In 2010 the funding was obtained and the breeding centre was constructed at a suitable site in a town called Antsohihy, within the same region as the lake of rediscovery. The land is government owned and was leased free of charge. The site is situated on a main road used by tourists and the surrounding wetland provides the potential to build a visitor centre to increase awareness of the project and to promote wildlife conservation to schools, the public and tourists. The facility itself is not open to tourists to avoid habituation of the captive ducks to humans. The design of the centre was based on facilities at WWT Slimbridge in the UK. A few modifications were needed due to the nature of the local environment and climate being so different in Madagascar. For example, air conditioning and protection against mosquitoes for the ducklings was necessary. Scientists with experience in captive breeding of wildfowl are regularly sent out from equivalent UK based facilities at Durrell and WWT to care for the captive population.

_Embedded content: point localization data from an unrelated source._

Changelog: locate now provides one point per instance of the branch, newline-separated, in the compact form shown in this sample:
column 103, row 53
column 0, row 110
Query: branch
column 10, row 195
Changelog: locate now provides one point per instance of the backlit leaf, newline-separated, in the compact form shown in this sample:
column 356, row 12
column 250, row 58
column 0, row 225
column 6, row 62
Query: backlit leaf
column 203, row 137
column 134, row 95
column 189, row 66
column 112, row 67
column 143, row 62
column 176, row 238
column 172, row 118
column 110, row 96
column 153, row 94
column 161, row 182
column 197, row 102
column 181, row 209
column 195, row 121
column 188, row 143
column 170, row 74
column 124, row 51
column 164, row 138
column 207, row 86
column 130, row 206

The Peregrine Fund has been promoting the project within local communities and coupled with permanent guards, disturbance at the lake has decreased since the rediscovery. In early April this year the captive population successfully produced 18 ducklings making global news and bringing the world population to approximately 60 individuals. Scientists are currently studying the wild population to understand their ecology in order to identify suitable sites for reintroduction in the years to come.
The story of the Madagascar Pochard recovery program highlights the importance of human intervention when dealing with critically endangered populations. Unfortunately stories like this are likely to become more and more common as remaining endangered species populations become ever smaller and closer to extinction. We can certainly use the Madagascar Pochard project as a benchmark for future efforts in avian protection and hopefully continue to be successful in saving species from the brink of extinction as we gain experience and knowledge in this crucially important field of conservation.